MVP

How to choose a tech stack for your application

· 4 min read
How to choose a tech stack for your application

A tech stack is a set of programming languages, frameworks and software products that are used to build your application. A typical application consists of at least two layers — client-side (frontend) and server-side (backend).
If you want to build a mobile app your frontend will be the actual mobile app. There’s a variety of choices of what libraries and frameworks to base a mobile app on. Before starting the development, you need to choose what technology to use to hire appropriate specialists.

Why it’s essential to choose the right tech stack?

Choosing the right stack will allow you to save a lot of time and money on development. By picking popular language and framework, you can significantly reduce the amount of time spent on finding developers. An obsolete tech will have fewer adepts as more developers tend to work with popular technologies.

Using open-source libraries and frameworks can reduce the amount of time your developers will spend implementing features. There are open-source components almost for anything — from interface elements and icons to heavy background processing on the backend.

You need to pick the right stack from the beginning because switching to something else will be time-consuming and will probably require you to hire other people to do it. Every technology has its use-cases and limitations, most of them are subjective, but sometimes they are critical for the product. For example, you will have a hard-time creating a high-load backend that has to do real-time processing with Ruby on Rails and Node.js is much more suitable for that.

How do you make the right choice?

Define what you want to build

First of all, you need to understand what your goal is. What kind of application do you want to build — web or mobile? There’s a difference between a web app that works in a mobile browser a native mobile app.

The general rule is to examine your target user base. If the majority of your users will use the app on the go, then you should build a mobile app. If they’re most likely to sit at the desk in their office, then web app would be the right choice.

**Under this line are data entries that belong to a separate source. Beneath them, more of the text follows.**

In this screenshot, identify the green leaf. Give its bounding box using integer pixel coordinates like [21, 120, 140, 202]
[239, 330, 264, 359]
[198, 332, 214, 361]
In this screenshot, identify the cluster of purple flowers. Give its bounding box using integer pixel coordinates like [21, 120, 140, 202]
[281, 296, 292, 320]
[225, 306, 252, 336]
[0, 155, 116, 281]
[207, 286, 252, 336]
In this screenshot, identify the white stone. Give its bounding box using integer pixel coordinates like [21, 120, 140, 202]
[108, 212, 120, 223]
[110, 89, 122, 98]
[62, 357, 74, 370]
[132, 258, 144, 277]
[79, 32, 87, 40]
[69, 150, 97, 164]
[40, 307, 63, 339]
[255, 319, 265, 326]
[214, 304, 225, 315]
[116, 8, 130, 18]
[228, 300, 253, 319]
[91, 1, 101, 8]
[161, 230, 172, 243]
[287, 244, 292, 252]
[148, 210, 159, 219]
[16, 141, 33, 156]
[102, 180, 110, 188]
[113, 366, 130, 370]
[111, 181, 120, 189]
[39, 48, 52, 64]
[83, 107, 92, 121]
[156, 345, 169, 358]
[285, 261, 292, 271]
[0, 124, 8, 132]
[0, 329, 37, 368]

Avoid launching on multiple platforms at once. It’s a lot of investment and makes management of the development process much more complicated. Validate your product on one platform first and then advance to another one

Try to at least briefly define what features you want to build (including long-term). There are a lot of open-source libraries out there, and the chances are that you can use the existing and free-to-use code as building blocks within your application. Knowing what you need will help you make the right choice by evaluating existing solutions within certain languages and frameworks

Hire a consultant

This option is often overlooked but hiring a consultant is one of the great ways to choose a tech stack. He or she can evaluate your requirements and suggest the stack that will work best for you. Give your consultant a list of features you want to build and a long-term vision of the product — your chosen stack should be good enough to allow rapid development and quick change in the beginning and also be flexible enough to use long-term.

If you are new to the tech industry and don’t know how to code your safe bet would be to use something that is popular. For example, there are few popular backend stacks you might use — .Net MVC (ASP), Ruby on Rails (Ruby), Django (Python), Laravel (PHP). Each one in the list above is a framework that allows you to build a backend for your application quickly. A framework is written in a programming language and developers you hire need to be well-versed in both the language and the framework. There are many frameworks written in a specific language — for example, there’s also Sinatra and Padrino frameworks, but they are much less popular.

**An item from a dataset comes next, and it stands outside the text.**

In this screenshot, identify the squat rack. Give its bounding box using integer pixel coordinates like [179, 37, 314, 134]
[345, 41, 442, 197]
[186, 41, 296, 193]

On the frontend, there are plenty of choices — React.js, Vue.js, Angular.js, Ember.js for client-side logic and Twitter Bootstrap or Foundation for CSS styles. The good thing about frontend is that you don’t have a variety of languages like backend has — it’s all Javascript, HTML, and CSS. But the amount of available open-source frameworks is astonishing.

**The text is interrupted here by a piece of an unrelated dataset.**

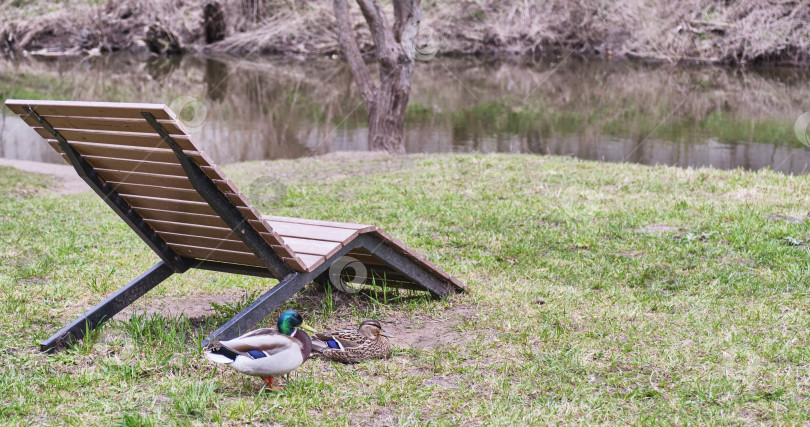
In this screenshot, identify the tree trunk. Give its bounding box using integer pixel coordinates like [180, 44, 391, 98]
[368, 59, 413, 153]
[203, 1, 226, 44]
[333, 0, 421, 154]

My preferred stack for rapid development is Node.js or Ruby on Rails on the backend and React.js with optional Twitter Bootstrap on the frontend. Most of the backend developers worth working with know either Node.js or Ruby on Rails or Node.js, or both. Node.js allows you to use the same language both on the backend and on the frontend (though it’s still different expertise), while Ruby on Rails has more best-practices built-in and forces developers to make right choices and not shoot themselves in the foot.

Paradox of choice

One of the common mistakes is to spend to much time on choosing the right stack due to the paradox of choice. Every choice will have its pro’s and con’s, so it doesn’t matter what you will choose. Just as execution is more important as the idea, execution is more important than a stack you’ve chosen.

You can pick the best options available and still fail miserably because developers will make bad choices or because you will fail to find product-market fit. I’m saying this not to discourage you but to show you that it’s just one choice among many others and it’s not going to make or break the success of your product. Your vision, your understanding of the market and the team you are working with is much more important.

An example from my practice

Let’s say you want to build a B2B Sass app that will allow retail stores to manage their warehouse. Most of the work will be done in the office — they will add and manage goods, track sales and run a variety of reports. There will be only ten users of the app doing routine tasks. Your long-term vision is that you will create a complimentary app used by the warehouse workers to scan barcodes and do a set of functions on-site. You also want to create a tablet POS app sometime later to track sales in real-time.

In that scenario, I would use Rails as a backend because it allows to build the backend API quickly and expand it over time. I would build a frontend web app using React.js that would be used by office workers and then would use ReactNative and Expo.io to create cross-platform mobile apps for warehouse workers and POS.